Albufeira de Santa Clara

Qual é o futuro da disponibilidade da água em Portugal?

Espera-nos pouca chuva e muito calor no sul de Portugal. Perante um cenário de alterações climáticas, é cada vez mais importante conhecer a disponibilidade dos recursos hídricos em cada região do país e de que forma a água está a ser usada. É essa avaliação que Rodrigo Proença de Oliveira está a delinear. Conheça a amplitude de um estudo em desenvolvimento e qual o impacto da agricultura intensiva no território. 

Entrevista
13 Julho 2021

"A água é um direito humano que se transformou num enorme fator de produção." São palavras de Rodrigo Proença de Oliveira, engenheiro civil especializado em recursos hídricos, que se encontra a dirigir um estudo sobre a avaliação das disponibilidades da água em Portugal, com "pormenor espacial e temporal". O trabalho, encomendado pela Agência Portuguesa do Ambiente (APA), está a ser realizado em conjunto com investigadores de diferentes entidades.

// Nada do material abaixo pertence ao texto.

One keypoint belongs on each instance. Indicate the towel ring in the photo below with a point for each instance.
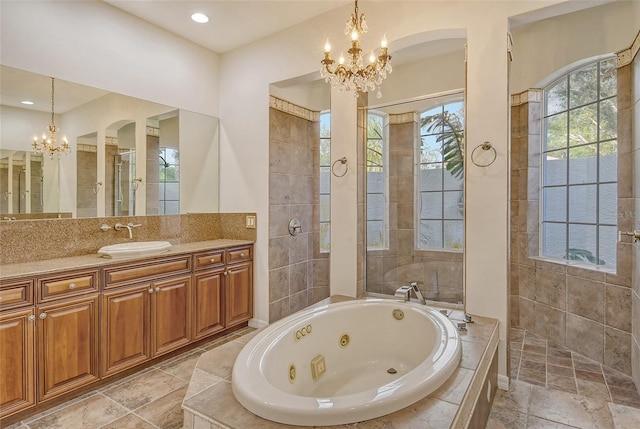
(485, 147)
(342, 161)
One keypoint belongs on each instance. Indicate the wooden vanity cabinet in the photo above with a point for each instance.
(66, 332)
(238, 291)
(170, 315)
(145, 316)
(63, 331)
(208, 283)
(17, 361)
(67, 341)
(125, 328)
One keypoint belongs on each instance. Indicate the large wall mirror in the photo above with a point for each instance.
(125, 157)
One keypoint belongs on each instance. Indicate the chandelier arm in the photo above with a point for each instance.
(52, 102)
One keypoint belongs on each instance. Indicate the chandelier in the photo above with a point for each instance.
(48, 144)
(351, 74)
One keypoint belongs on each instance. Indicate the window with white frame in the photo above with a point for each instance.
(579, 165)
(440, 181)
(169, 181)
(377, 207)
(325, 182)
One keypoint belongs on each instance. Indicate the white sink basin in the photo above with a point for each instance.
(138, 248)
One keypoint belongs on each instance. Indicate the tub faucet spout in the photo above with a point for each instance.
(416, 290)
(404, 292)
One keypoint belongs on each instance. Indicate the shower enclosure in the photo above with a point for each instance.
(125, 184)
(415, 197)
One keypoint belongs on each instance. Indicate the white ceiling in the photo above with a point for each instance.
(18, 85)
(233, 23)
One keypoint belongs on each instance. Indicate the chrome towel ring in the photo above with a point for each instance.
(485, 159)
(342, 161)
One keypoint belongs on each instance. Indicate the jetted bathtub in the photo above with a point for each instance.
(345, 362)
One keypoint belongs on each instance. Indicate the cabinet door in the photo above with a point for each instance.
(125, 328)
(207, 310)
(171, 314)
(238, 294)
(17, 389)
(68, 346)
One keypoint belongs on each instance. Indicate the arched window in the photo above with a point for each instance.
(579, 165)
(440, 181)
(377, 186)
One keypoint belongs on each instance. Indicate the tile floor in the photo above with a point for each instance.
(149, 399)
(551, 388)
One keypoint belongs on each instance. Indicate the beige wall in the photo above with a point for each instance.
(585, 310)
(634, 112)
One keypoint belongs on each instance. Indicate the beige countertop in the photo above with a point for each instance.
(94, 260)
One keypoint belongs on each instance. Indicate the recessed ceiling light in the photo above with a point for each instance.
(200, 18)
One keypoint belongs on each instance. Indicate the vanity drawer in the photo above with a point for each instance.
(209, 259)
(16, 294)
(125, 274)
(239, 254)
(69, 284)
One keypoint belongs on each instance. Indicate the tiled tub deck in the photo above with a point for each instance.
(210, 404)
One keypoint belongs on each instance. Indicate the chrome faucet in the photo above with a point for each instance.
(118, 226)
(404, 292)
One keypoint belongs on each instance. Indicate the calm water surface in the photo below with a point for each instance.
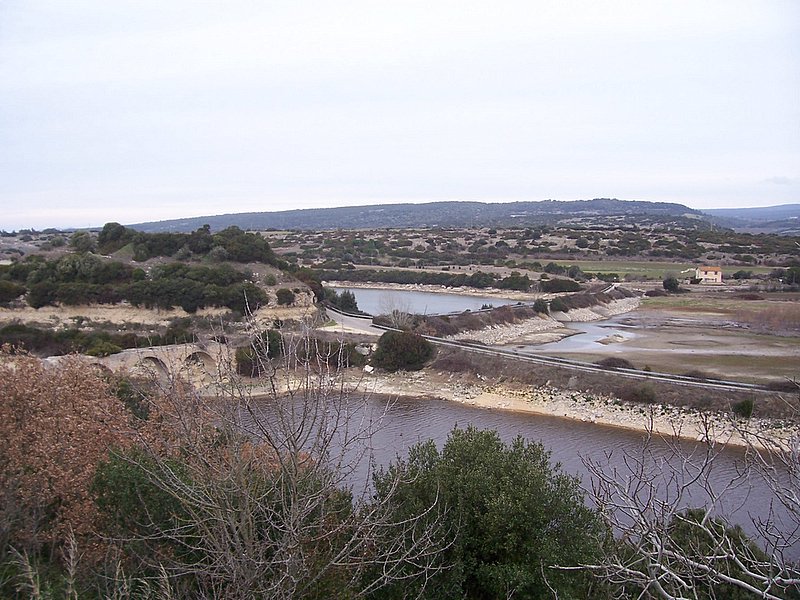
(376, 302)
(408, 421)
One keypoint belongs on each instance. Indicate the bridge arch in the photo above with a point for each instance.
(200, 366)
(153, 365)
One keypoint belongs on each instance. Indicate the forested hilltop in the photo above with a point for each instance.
(450, 214)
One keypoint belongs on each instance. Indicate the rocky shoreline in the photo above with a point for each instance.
(662, 419)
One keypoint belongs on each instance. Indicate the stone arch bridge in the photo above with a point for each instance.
(199, 363)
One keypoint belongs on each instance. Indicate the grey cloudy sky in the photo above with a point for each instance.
(137, 110)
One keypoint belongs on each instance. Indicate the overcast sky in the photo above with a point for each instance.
(139, 110)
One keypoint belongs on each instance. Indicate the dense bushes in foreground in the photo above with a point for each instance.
(49, 342)
(177, 496)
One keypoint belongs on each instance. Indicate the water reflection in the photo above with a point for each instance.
(404, 422)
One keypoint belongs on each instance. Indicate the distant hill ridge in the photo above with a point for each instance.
(783, 219)
(437, 214)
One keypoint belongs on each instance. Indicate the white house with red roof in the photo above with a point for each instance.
(708, 274)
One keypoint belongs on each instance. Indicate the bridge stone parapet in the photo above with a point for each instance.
(200, 363)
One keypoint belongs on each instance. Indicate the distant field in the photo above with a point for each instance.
(651, 270)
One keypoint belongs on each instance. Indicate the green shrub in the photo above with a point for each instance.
(671, 284)
(10, 291)
(744, 408)
(103, 348)
(508, 512)
(557, 305)
(285, 296)
(249, 358)
(402, 350)
(541, 306)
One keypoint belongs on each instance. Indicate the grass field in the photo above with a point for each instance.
(650, 270)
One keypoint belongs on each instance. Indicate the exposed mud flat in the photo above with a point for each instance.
(544, 329)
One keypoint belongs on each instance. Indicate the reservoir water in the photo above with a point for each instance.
(376, 302)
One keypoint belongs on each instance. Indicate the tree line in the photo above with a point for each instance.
(84, 278)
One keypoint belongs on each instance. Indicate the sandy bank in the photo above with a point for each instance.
(439, 289)
(543, 329)
(661, 419)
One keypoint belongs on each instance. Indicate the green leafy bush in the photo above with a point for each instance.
(551, 286)
(402, 351)
(510, 514)
(285, 296)
(744, 408)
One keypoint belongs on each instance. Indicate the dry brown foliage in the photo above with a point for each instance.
(56, 424)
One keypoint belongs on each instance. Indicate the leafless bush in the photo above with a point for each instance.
(271, 491)
(668, 549)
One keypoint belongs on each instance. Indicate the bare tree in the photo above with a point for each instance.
(666, 506)
(269, 485)
(397, 310)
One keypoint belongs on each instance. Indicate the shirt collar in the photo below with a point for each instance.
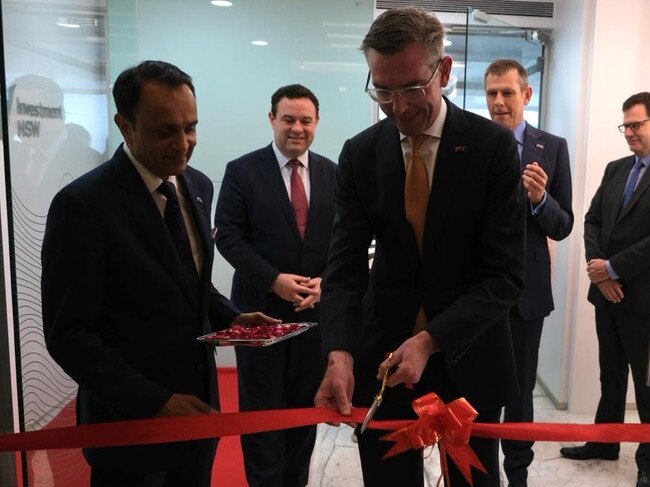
(518, 132)
(282, 159)
(150, 179)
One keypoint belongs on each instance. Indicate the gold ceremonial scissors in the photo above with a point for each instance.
(378, 398)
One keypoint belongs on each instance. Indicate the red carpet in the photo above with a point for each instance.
(67, 468)
(228, 470)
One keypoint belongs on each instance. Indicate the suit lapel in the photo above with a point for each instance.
(202, 223)
(139, 203)
(270, 171)
(316, 193)
(391, 177)
(451, 159)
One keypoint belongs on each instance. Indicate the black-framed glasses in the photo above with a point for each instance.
(633, 126)
(409, 94)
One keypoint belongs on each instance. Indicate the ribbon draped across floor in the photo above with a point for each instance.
(180, 428)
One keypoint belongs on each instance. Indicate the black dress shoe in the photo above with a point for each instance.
(588, 451)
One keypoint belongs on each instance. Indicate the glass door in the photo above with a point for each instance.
(480, 41)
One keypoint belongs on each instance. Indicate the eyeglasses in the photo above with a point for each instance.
(409, 94)
(634, 126)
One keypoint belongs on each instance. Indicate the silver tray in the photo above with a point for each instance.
(214, 339)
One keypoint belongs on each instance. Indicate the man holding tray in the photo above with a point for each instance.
(126, 289)
(274, 216)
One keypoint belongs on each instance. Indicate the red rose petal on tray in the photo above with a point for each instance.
(255, 335)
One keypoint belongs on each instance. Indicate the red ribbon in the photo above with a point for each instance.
(449, 426)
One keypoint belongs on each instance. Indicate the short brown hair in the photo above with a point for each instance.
(397, 27)
(502, 66)
(642, 98)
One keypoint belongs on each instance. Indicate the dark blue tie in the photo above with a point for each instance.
(178, 231)
(632, 179)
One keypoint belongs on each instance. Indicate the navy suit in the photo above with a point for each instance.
(117, 315)
(623, 329)
(258, 236)
(555, 221)
(468, 277)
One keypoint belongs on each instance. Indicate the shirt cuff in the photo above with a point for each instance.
(610, 270)
(538, 209)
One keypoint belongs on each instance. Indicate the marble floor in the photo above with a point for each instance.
(335, 460)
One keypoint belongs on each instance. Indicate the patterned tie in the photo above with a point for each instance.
(178, 231)
(298, 197)
(416, 190)
(416, 198)
(632, 180)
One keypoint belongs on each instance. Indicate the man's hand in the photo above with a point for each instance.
(294, 288)
(312, 299)
(611, 289)
(597, 270)
(256, 318)
(409, 360)
(335, 391)
(184, 405)
(534, 179)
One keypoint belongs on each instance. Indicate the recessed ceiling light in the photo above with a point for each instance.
(64, 22)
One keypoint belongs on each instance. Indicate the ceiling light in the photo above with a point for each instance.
(65, 22)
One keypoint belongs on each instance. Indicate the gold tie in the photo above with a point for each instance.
(416, 190)
(416, 198)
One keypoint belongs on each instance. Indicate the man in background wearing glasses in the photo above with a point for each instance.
(617, 248)
(448, 217)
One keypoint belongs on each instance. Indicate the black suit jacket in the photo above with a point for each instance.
(623, 237)
(471, 271)
(555, 221)
(257, 232)
(117, 317)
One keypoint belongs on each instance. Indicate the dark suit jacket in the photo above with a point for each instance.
(471, 271)
(623, 237)
(554, 221)
(257, 232)
(117, 317)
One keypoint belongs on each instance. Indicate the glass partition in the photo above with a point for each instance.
(60, 60)
(488, 39)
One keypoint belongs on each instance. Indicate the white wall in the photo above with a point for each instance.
(597, 62)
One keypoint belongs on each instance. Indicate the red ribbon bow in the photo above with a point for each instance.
(448, 425)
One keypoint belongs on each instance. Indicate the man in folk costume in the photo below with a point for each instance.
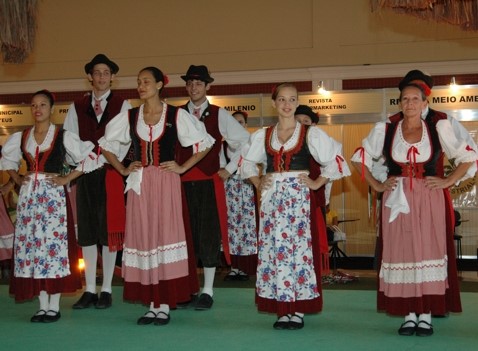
(100, 200)
(203, 184)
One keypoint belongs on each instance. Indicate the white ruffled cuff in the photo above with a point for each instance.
(134, 181)
(90, 163)
(204, 144)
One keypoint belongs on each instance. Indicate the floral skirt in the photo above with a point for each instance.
(288, 272)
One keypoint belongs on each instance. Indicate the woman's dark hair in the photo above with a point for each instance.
(418, 86)
(278, 87)
(158, 75)
(242, 113)
(46, 93)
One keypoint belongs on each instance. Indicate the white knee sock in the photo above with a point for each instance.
(43, 299)
(163, 308)
(90, 255)
(209, 273)
(54, 302)
(109, 260)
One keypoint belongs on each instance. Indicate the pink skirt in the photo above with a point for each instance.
(155, 251)
(417, 261)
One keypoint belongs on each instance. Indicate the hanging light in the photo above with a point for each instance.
(321, 89)
(453, 86)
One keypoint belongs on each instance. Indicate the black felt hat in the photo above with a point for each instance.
(199, 73)
(416, 75)
(101, 58)
(306, 110)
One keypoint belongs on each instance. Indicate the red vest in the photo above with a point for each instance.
(89, 127)
(209, 165)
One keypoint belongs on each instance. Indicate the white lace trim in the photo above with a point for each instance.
(416, 273)
(145, 260)
(6, 241)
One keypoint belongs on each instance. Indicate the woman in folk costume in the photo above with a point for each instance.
(155, 254)
(417, 277)
(288, 272)
(241, 218)
(45, 252)
(6, 225)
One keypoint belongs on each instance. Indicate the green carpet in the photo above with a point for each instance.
(349, 321)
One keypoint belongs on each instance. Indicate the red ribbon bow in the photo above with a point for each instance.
(412, 160)
(362, 156)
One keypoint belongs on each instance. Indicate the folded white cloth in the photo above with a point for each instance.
(397, 201)
(134, 181)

Pela primeira vez, está a desenvolver-se uma modelação matemática de todo o país, que abrange parte de Espanha – porque muita da nossa disponibilidade de água tem origem no país vizinho –, com o obejctivo final de ter um quoficiente de escassez por regiões, até agora nunca feito. Anteriormente, era um só para todo o território nacional.

A ideia é perceber em pormenor "onde é que nós temos água", quer a superficial, quer a subterrânea, com foco na taxa de captação da água. Paralelamente, estão a ser avaliadas também as necessidades deste recurso, ou seja, quem a usa e de que maneira. Assim, poderá entender-se melhor onde há mais procura do que oferta (stresse hídrico), uma questão que é cada vez mais premente devido ao impacto das alterações climáticas, com mais períodos de seca no sul de Portugal.  A água que temos não é a mesma que tínhamos, e é bom que todas as entidades e sectores de governança tenham plena consciência disto. A agricultura, sector que utiliza 75% da água no país, é um tema inevitável quando se aborda os recursos hídricos.

Tendo em conta os dados obtidos, as decisões serão sempre políticas, assim como a forma como a água é gerida pelas entidades tuteladas. "A água tem de se reger por bacias hidrográficas", explica Proença de Oliveira, e não por regiões administrativas, ao contrário do que muitas pessoas defendem. Na sua opinião, seriam "limites artificiais". Esta é uma das posições que toma em relação à gestão dos recursos hídricos, mas há outras, incluindo a forma como é distribuida. Nesta entrevista, explica-nos quais. "Se pudermos evitar um problema, evitamos", diz ao Setenta e Quatro. Na gestão da água, "muitos dos problemas não se resolvem, evitam-se".

Quando se fala de água, e nos estudos sobre este recurso, há sempre uma preocupação com o sector que mais a utiliza: a agricultura. No entanto, há uma grande parte da população que ainda não faz parte da rede pública e que tem alguma dificuldade em ter acesso a água. Porque é que isto ainda acontece?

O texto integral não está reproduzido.